ダイドー、「トルコで大躍進」の知られざる戦略 現地ブランド品が絶好調、背景には中東問題も
一方、国内の飲料事業は第3四半期時点で低迷している。
売上高は前年同期比4%減の1131億円、営業利益は同62%減の18億円と落ち込んだ。不調の主な要因は、昨年11月に実施した自動販売機の値上げだ。自販機商品の販売数量は前年同期比マイナス8%超と想定以上の客離れが続いている。

ダイドーの国内飲料事業は、販売数量の8割以上が自販機の売り上げ(2024年1月期実績)だ。客離れによるインパクトは大きかった。
数量の落ち込みを受け、今年8月には缶コーヒー2品の自販機推奨価格を20円値下げし、120円に設定した。こうした機動的な価格コントロールは、間に小売店を挟まない自販機だからこそ実行しやすい。ダイドーならではの取り組みといえる。
尖った商品開発も重視する。今夏はフリスクのタブレットをイメージした世界初の炭酸飲料「フリスクスパークリング」、今秋はコメ入りの缶スープ飲料「鯛茶漬け風スープ」を発売。他社にはないユニークな商品を通じて数量回復を狙う構えだ。
海外はニッチ市場の開拓に勝ち筋
国内の回復に尽力するダイドーだが、中長期的にみれば、人口減少で国内市場の縮小は必至。成長のためには海外で稼ぐ力が求められる。
中東における特需が終わった後も、海外事業の規模を安定的に拡大させられるかがカギとなる。ただし、欧州や北米、東南アジア、オセアニアへはすでに日系大手メーカーが進出しており、入り込む余地は小さい。
そこでダイドーは、現地に工場や販路を持つニッチ市場の開拓を急ぐ。
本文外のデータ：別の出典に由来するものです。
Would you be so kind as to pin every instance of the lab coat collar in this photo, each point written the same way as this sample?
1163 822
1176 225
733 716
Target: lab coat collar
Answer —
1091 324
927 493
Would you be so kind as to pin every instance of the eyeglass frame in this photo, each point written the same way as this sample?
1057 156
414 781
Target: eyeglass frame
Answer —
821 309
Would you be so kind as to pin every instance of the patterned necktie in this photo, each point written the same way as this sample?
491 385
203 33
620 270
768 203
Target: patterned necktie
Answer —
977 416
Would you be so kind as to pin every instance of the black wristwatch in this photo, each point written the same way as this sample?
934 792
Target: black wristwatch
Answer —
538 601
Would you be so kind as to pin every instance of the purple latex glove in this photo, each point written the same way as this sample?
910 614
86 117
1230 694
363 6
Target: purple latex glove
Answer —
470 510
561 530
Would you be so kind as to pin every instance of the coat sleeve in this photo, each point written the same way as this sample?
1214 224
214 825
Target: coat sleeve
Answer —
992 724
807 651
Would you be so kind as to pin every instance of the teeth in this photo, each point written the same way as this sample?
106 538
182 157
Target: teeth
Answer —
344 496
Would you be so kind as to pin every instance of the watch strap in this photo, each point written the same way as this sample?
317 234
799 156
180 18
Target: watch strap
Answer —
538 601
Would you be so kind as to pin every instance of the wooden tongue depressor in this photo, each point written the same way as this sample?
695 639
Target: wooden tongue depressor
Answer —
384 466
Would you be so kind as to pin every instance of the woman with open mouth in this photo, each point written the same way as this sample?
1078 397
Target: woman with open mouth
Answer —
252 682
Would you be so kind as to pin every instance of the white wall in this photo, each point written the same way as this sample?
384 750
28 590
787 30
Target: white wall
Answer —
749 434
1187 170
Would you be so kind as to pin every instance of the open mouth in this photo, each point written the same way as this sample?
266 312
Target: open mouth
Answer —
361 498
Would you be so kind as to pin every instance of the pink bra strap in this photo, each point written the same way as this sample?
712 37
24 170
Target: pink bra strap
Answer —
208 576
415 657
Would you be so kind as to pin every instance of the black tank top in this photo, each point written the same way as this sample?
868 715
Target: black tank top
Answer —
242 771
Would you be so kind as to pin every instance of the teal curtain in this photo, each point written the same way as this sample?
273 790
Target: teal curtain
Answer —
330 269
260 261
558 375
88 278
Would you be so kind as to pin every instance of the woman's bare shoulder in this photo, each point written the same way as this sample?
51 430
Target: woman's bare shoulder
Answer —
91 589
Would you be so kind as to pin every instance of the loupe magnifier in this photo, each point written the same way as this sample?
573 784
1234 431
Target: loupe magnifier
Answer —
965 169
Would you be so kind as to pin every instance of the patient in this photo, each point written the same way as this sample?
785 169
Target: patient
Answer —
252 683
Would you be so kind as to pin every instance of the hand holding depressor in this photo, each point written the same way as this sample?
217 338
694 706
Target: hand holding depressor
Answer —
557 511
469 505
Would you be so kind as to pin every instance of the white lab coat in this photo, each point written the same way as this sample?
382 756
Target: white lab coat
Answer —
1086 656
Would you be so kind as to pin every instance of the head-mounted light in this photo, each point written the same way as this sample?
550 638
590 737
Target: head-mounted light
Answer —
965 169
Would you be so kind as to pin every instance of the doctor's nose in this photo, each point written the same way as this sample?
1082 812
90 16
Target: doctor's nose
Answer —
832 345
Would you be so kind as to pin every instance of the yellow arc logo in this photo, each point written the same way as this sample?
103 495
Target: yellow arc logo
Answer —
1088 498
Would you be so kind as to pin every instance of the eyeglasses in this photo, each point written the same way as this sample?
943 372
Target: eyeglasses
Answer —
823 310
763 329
今年2月にはポーランドの飲料会社を買収。同国は飲料市場が拡大しており、業績は好調だ。リラ安が続くトルコなどから、ズロチ高のポーランドへ一部原料を輸出し、コスト抑制も実現している。
ライバルが少なく市場が拡大している地域を開拓し、コスト面のシナジーを生み出せるか。自販機中心のユニークなビジネスモデルで成長してきたダイドーだけに、海外も独自の戦略に将来的な勝ち筋がありそうだ。